Front-End Architecture Lessons from a $1.7 Billion GenAI Startup
Exploring Cresta’s Effective Strategies and Tools in Front-End Development
In this article, we’re going to take a close look at Cresta’s front-end (FE) architecture. We’ll discuss how the main FE repository is structured, explain our build and deployment processes, and describe our approach to code generation.
Link to the article on the company’s website.
Introduction
For the past two years, I have been part of Cresta’s innovative and versatile engineering team. At Cresta, we embrace a collaborative approach, with our team members contributing from various locations worldwide, including San Francisco and Berlin.
Cresta, a Series-C funded company, is at the forefront of transforming call center operations. To gain a deeper insight into our groundbreaking work, I recommend visiting our website. We primarily focus on three core products:
Real-time Agent Assist: This Electron-based application enhances call center agents’ daily workflows.
Insights: Our web application delivers crucial analytics, addressing key questions for call centers and aiding strategic decisions.
Coaching: A web tool designed to empower call center supervisors in optimizing agent performance.
This article will focus on the development practices behind ‘Insights’ and ‘Coaching’. These products share a common codebase and deployment method. Over the last two years, I have contributed to both products and the general health of our codebase. My role has encompassed a diverse range of responsibilities, from developing key features and products to pioneering our automated end-to-end (E2E) testing strategy.

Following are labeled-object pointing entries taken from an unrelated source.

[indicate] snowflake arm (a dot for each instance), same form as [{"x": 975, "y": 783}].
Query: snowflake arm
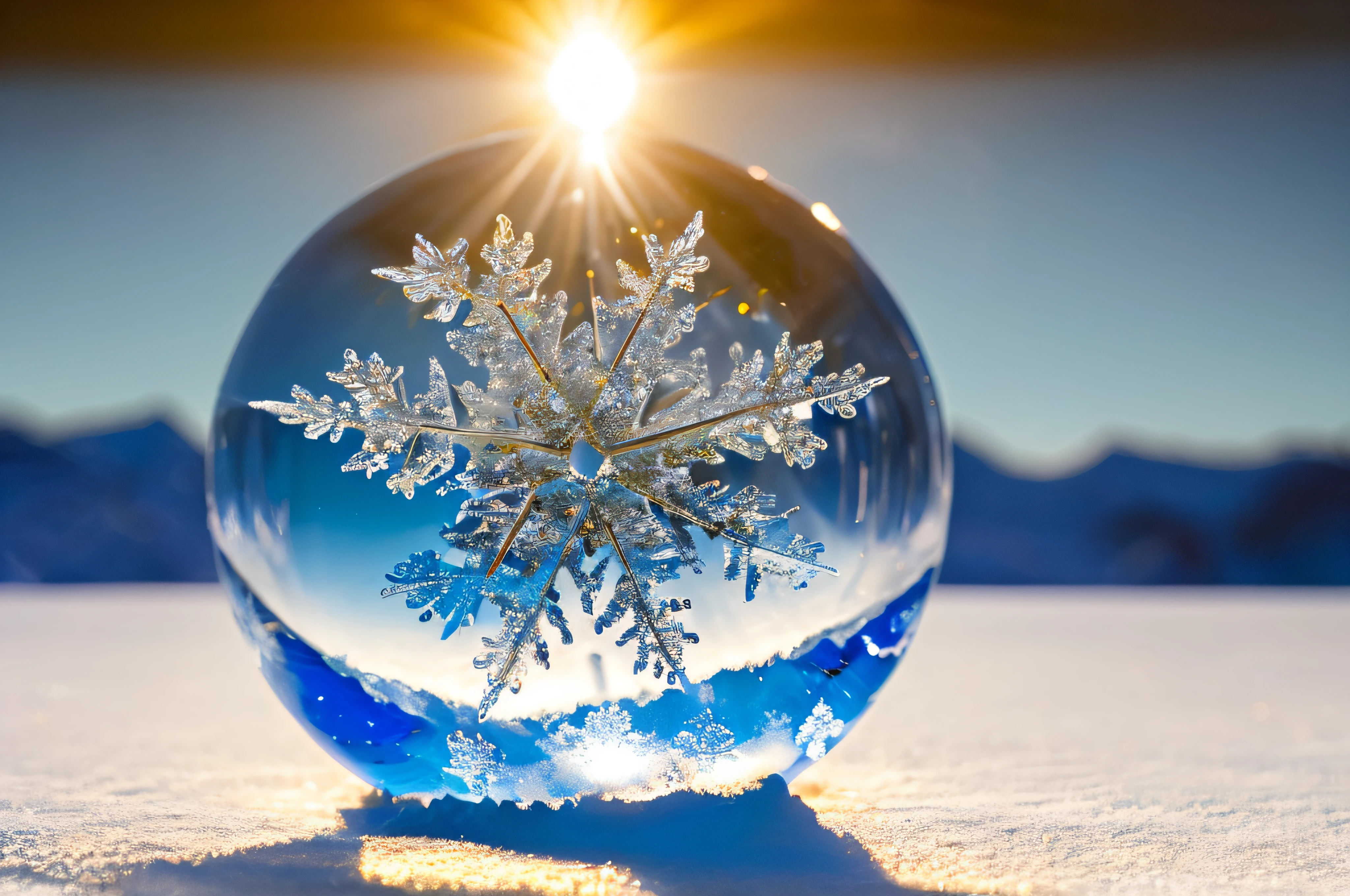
[
  {"x": 434, "y": 277},
  {"x": 528, "y": 512}
]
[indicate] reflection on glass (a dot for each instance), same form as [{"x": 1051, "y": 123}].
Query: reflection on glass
[{"x": 615, "y": 534}]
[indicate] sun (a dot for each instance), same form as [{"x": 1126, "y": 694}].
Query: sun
[{"x": 592, "y": 83}]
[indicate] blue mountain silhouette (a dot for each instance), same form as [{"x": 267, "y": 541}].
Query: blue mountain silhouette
[
  {"x": 119, "y": 507},
  {"x": 1133, "y": 520},
  {"x": 129, "y": 507}
]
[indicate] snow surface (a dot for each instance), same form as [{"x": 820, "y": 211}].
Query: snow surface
[{"x": 1035, "y": 741}]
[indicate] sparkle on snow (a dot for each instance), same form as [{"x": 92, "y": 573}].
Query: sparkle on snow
[{"x": 539, "y": 504}]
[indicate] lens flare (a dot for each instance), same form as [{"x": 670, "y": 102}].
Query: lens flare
[{"x": 592, "y": 83}]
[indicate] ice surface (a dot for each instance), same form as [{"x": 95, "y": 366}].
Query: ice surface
[{"x": 1118, "y": 743}]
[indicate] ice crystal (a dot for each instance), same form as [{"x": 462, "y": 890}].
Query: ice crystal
[
  {"x": 819, "y": 728},
  {"x": 565, "y": 457},
  {"x": 474, "y": 762},
  {"x": 707, "y": 743}
]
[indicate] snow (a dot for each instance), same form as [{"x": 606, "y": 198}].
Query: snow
[{"x": 1035, "y": 741}]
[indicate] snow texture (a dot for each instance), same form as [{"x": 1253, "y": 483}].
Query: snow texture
[{"x": 1110, "y": 743}]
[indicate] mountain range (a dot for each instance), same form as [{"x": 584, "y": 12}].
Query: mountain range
[{"x": 129, "y": 507}]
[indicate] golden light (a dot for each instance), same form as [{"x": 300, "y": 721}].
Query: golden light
[
  {"x": 420, "y": 864},
  {"x": 825, "y": 216},
  {"x": 592, "y": 84}
]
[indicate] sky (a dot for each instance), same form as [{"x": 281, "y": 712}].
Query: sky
[{"x": 1154, "y": 254}]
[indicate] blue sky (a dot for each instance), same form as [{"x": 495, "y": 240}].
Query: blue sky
[{"x": 1154, "y": 253}]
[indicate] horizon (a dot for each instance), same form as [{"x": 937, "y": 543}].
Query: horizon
[{"x": 1137, "y": 253}]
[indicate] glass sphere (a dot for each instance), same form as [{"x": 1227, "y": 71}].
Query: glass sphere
[{"x": 608, "y": 563}]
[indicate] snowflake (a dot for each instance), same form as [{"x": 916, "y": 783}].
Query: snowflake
[
  {"x": 817, "y": 728},
  {"x": 580, "y": 442},
  {"x": 474, "y": 762},
  {"x": 707, "y": 743}
]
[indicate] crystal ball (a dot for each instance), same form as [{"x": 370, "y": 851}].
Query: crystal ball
[{"x": 539, "y": 475}]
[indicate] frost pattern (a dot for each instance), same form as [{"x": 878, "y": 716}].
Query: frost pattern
[
  {"x": 819, "y": 726},
  {"x": 537, "y": 507},
  {"x": 474, "y": 762}
]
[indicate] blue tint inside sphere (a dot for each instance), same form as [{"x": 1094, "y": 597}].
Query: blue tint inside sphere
[{"x": 785, "y": 663}]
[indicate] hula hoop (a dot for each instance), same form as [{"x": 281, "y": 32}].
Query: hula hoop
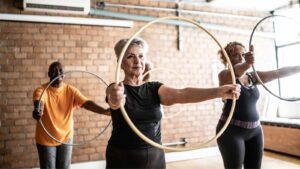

Repository and Development setup
Our ‘Insights’ and ‘Coaching’ web applications live within a unified repository known as “director”. Using React for our front-end development, we’ve structured this codebase as a multi-package repository to leverage modularity and improve maintainability. Our structure includes:
director-app
: this package is the hub of our user interface and experience design, encapsulating all UI/UX aspects for both applications.director-api
: It handles the execution of API requests and serves as translation layer, converting data from API models, into the customized models we use in our front-end. For defining our inter-service APIs and generating TypeScript API definitions, we rely on Google’s Protocol Buffers.
Multi-package Repository with Lerna
The top-level architecture of our repository is organized as follows:
/director
├── package.json
├── lerna.json
└── packages/
├── director-app/
│ ├── package.json
│ └── [other files and folders]
└── director-api/
├── package.json
└── [other files and folders]
Each package within our Node.js ecosystem is using TypeScript to ensure type safety and enhance development workflow. Initially coming from 5 different packages we refactored it into these two packages. For managing this multi-package setup, we utilize Lerna, a powerful tool that optimizes the management of multiple packages with shared dependencies within a single repository.
At the heart of our project, the /director/package.json
file plays an important role in orchestrating our development workflow. This file is structured as follows:
{
"name": "director-root",
"version": "1.0.0",
"description": "Root package.json for Director development",
"scripts": {
"bootstrap": "yarn install",
"clean": "lerna run clean && rimraf node_modules/.cache",
"tsc": "lerna run tsc"
...
},
...
}
Running any lerna
command in /director
will trigger the requested action in the different packages.
Goodbye Babel! Hello Vite and SWC
Our development speed has seen a significant boost since we switched our front-end build tool from Babel to Vite. One of the key benefits of Vite is its ‘Instant Server Start’, which allows our dev server to launch immediately. This change has also reduced our build time dramatically, from 5 minutes down to just 40 seconds. To better understand the distribution of memory space across modules, we use the rollup-plugin-visualizer
for visualizing our final build.
In addition, replacing Babel with SWC for our Jest test suite has improved efficiency. Test run times have been cut from over 5 minutes to 40 seconds, enhancing our overall testing process.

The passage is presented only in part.